Establishing a mentoring program for new employees can pay off big for your shop. Not only does the new employee benefit from the relationship but your shop and the mentor also profit from the experience. Read on to learn how mentoring can be a catalyst for success.
What is a Mentor?
A mentor is a person who provides guidance, advice and knowledge to a co-worker with less experience. It can be helpful for the mentor to be in the same job or to have previously held the position that the new employee is starting. That way, the mentor will understand the job demands that the new employee is facing and can better counsel them.
Smoother and easier adjustment to new position.
Opportunity to learn the shop culture and how things are done.
Increased chances for education and learning.
Chance to build skills needed for success in new role.
Reduced learning curve.
Professional growth opportunities.
Encouragement to take charge of career path.
Networking opportunities – chance to meet new people in the shop.
Development of leadership and management skills.
Chance to give back to the profession.
Opportunity to improve communication skills.
Increased job satisfaction as a result of helping others.
Transfer of critical knowledge from seasoned veterans to new employees.
New hires that are knowledgeable and productive in a shorter amount of time.
Reduced employee turnover.
Positive work environment and increased morale for all employees.
Improved productivity when new employee can ask mentor questions and get back to work.
Useful recruiting tool - promote the mentoring program as a perk of working at your shop.
- When introducing the program to your employees, stress how important the program is to the success of your shop. Promote the idea that being asked to participate in the program is an honor. Consider giving a reward for serving as a mentor; it could be monetary or something special to the employee like tickets to a game or concert.
- Before having veteran employees work with new hires, give them some training on what being a mentor entails. There are online resources you can use or books like John C. Maxwell’s Mentoring 101.

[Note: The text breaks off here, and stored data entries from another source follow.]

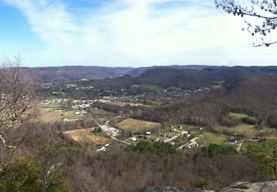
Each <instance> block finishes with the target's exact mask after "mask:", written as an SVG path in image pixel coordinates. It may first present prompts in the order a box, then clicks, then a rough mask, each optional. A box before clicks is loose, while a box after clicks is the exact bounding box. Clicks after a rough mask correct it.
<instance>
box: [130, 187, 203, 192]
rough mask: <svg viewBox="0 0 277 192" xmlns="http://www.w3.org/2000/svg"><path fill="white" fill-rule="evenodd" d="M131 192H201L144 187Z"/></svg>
mask: <svg viewBox="0 0 277 192" xmlns="http://www.w3.org/2000/svg"><path fill="white" fill-rule="evenodd" d="M132 192H202V191H201V190H199V189H186V188H183V187H157V186H156V187H144V188H140V189H136V190H134V191H132Z"/></svg>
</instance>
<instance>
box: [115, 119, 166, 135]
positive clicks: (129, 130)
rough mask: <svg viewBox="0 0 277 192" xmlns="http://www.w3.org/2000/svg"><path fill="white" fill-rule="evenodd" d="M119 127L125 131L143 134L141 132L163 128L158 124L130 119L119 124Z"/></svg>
mask: <svg viewBox="0 0 277 192" xmlns="http://www.w3.org/2000/svg"><path fill="white" fill-rule="evenodd" d="M117 127H118V128H120V129H123V130H128V131H132V132H141V131H147V130H151V129H155V128H159V127H161V124H160V123H156V122H150V121H142V120H137V119H132V118H129V119H125V120H123V121H121V122H120V123H118V124H117Z"/></svg>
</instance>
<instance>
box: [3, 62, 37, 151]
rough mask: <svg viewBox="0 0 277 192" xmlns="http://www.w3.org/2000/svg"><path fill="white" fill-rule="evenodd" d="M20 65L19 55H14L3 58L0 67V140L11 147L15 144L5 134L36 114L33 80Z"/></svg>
mask: <svg viewBox="0 0 277 192" xmlns="http://www.w3.org/2000/svg"><path fill="white" fill-rule="evenodd" d="M20 65H21V59H20V57H15V58H14V60H10V59H8V58H6V59H3V61H2V65H1V67H0V140H1V141H2V143H3V145H4V146H5V147H6V148H11V149H12V148H16V145H10V144H9V142H8V141H7V140H6V135H8V133H9V132H10V131H11V130H16V129H18V128H19V127H20V126H21V125H22V124H23V123H24V122H25V121H27V120H30V119H31V118H33V117H34V114H36V113H34V107H35V106H36V102H35V93H34V89H33V83H34V81H33V78H32V76H31V75H30V74H28V73H27V72H26V70H25V71H24V69H23V68H21V67H20Z"/></svg>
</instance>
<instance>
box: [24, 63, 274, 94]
mask: <svg viewBox="0 0 277 192" xmlns="http://www.w3.org/2000/svg"><path fill="white" fill-rule="evenodd" d="M24 69H25V70H28V71H32V73H33V74H34V75H35V76H36V77H37V80H38V81H40V82H45V83H46V82H47V83H50V82H52V83H69V82H76V81H79V80H80V79H86V80H89V82H86V84H92V85H93V86H95V87H100V86H102V87H106V88H124V87H126V86H131V85H133V84H151V85H158V86H162V87H171V86H175V87H179V88H184V89H199V88H202V87H209V86H211V85H214V84H219V83H220V84H233V83H234V82H236V81H237V80H239V79H240V78H241V77H244V76H247V75H259V74H267V73H277V67H274V66H269V67H239V66H238V67H219V66H205V65H203V66H197V65H188V66H178V65H172V66H153V67H141V68H131V67H97V66H65V67H38V68H24Z"/></svg>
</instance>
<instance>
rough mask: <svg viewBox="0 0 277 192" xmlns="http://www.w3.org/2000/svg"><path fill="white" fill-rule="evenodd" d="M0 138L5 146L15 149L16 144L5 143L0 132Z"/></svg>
mask: <svg viewBox="0 0 277 192" xmlns="http://www.w3.org/2000/svg"><path fill="white" fill-rule="evenodd" d="M0 139H1V140H2V143H3V144H4V146H5V147H7V148H9V149H15V148H16V146H13V145H7V144H6V141H5V139H4V138H3V137H2V135H1V134H0Z"/></svg>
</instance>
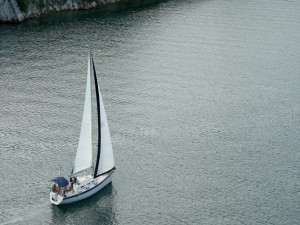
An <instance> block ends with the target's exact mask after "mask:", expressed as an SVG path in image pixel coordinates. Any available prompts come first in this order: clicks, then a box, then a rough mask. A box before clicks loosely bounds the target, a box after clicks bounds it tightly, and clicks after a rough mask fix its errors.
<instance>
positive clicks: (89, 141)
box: [72, 50, 93, 174]
mask: <svg viewBox="0 0 300 225" xmlns="http://www.w3.org/2000/svg"><path fill="white" fill-rule="evenodd" d="M92 160H93V153H92V108H91V51H90V50H89V55H88V70H87V83H86V91H85V102H84V110H83V117H82V123H81V131H80V138H79V143H78V148H77V154H76V158H75V163H74V168H73V172H72V173H73V174H75V173H78V172H80V171H83V170H85V169H88V168H90V167H92V164H93V162H92Z"/></svg>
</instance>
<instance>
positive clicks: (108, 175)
mask: <svg viewBox="0 0 300 225" xmlns="http://www.w3.org/2000/svg"><path fill="white" fill-rule="evenodd" d="M113 172H114V171H112V172H111V173H110V174H109V175H108V176H107V177H106V178H105V179H104V180H103V181H101V182H100V183H99V184H98V185H97V186H95V187H93V188H91V189H89V190H87V191H85V192H82V193H80V194H78V195H73V196H70V197H64V199H63V200H62V202H63V201H64V200H67V199H70V198H74V197H77V196H79V195H82V194H85V193H87V192H89V191H91V190H93V189H95V188H96V187H98V186H99V185H100V184H102V183H103V182H104V181H105V180H106V179H107V178H109V176H111V175H112V174H113Z"/></svg>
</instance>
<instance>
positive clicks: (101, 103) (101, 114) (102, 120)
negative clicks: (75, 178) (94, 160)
mask: <svg viewBox="0 0 300 225" xmlns="http://www.w3.org/2000/svg"><path fill="white" fill-rule="evenodd" d="M99 98H100V112H101V116H100V117H101V149H100V160H99V164H98V170H97V173H96V176H97V175H100V174H103V173H105V172H107V171H109V170H111V169H113V168H114V166H115V162H114V155H113V150H112V144H111V138H110V132H109V127H108V122H107V117H106V113H105V109H104V104H103V101H102V96H101V93H100V89H99Z"/></svg>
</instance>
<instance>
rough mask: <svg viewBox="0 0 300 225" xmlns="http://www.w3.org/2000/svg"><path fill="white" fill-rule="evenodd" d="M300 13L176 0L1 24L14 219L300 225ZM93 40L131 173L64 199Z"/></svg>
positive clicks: (47, 222)
mask: <svg viewBox="0 0 300 225" xmlns="http://www.w3.org/2000/svg"><path fill="white" fill-rule="evenodd" d="M299 12H300V2H299V1H297V0H290V1H285V0H250V1H246V0H232V1H224V0H205V1H200V0H186V1H184V0H173V1H163V2H161V3H158V4H153V5H148V6H137V7H122V8H120V7H118V8H106V9H104V10H92V11H79V12H67V13H58V14H53V15H51V16H48V17H42V18H40V19H33V20H28V21H26V22H24V23H22V24H19V25H0V178H1V182H0V190H1V197H0V224H39V225H40V224H86V225H88V224H126V225H128V224H133V225H136V224H159V225H161V224H166V225H169V224H178V225H181V224H211V225H216V224H228V225H233V224H237V225H239V224H249V225H250V224H251V225H252V224H253V225H254V224H276V225H285V224H293V225H295V224H300V147H299V146H300V26H299V25H300V13H299ZM88 40H89V41H88ZM88 42H90V43H91V46H92V51H93V55H94V61H95V65H96V69H97V74H98V76H99V82H100V86H101V91H102V96H103V99H104V104H105V106H106V113H107V117H108V120H109V125H110V130H111V135H112V143H113V149H114V156H115V163H116V167H117V170H116V172H115V174H114V178H113V183H112V185H109V186H108V187H107V188H105V189H104V190H103V191H102V192H100V193H99V194H97V195H95V196H93V197H92V198H89V199H87V200H84V201H81V202H78V203H75V204H72V205H67V206H63V207H56V206H52V205H51V204H50V201H49V185H50V182H49V181H50V179H52V178H54V177H55V176H57V175H58V174H59V172H61V173H62V174H64V175H65V176H67V175H68V174H69V173H70V171H71V169H72V166H73V162H74V158H75V152H76V149H77V142H78V138H79V132H80V123H81V116H82V110H83V100H84V89H85V82H86V80H85V79H86V67H87V53H88V48H87V43H88Z"/></svg>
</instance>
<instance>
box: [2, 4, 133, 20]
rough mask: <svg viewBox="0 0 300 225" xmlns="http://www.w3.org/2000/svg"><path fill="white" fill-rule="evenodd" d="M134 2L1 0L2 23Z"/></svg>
mask: <svg viewBox="0 0 300 225" xmlns="http://www.w3.org/2000/svg"><path fill="white" fill-rule="evenodd" d="M121 2H134V1H133V0H0V23H19V22H22V21H23V20H26V19H28V18H33V17H39V16H41V15H44V14H48V13H53V12H59V11H67V10H80V9H91V8H96V7H100V6H104V5H108V4H115V3H121Z"/></svg>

- Decide upon a timeframe for each mentor/mentee relationship to last. At the end of each mentor/mentee pairing, be sure to encourage them to keep up the communication on their own or to seek out other mentors in the shop.
- Clearly define what you want to achieve from the program. Be sure that upper management and/or owners are completely on board.
- Spell out expectations for both mentees and mentors. Make it clear that mentors are a resource for new hires, not someone to do their job for them. Encourage mentees to make contact with their mentors. Outlining expectations to both groups will go a long way in easing any apprehension.
- Evaluate the program on a regular basis. Survey both the mentor and mentee to see what each got out of the program and what they feel could be improved. Incorporate any findings into future training sessions.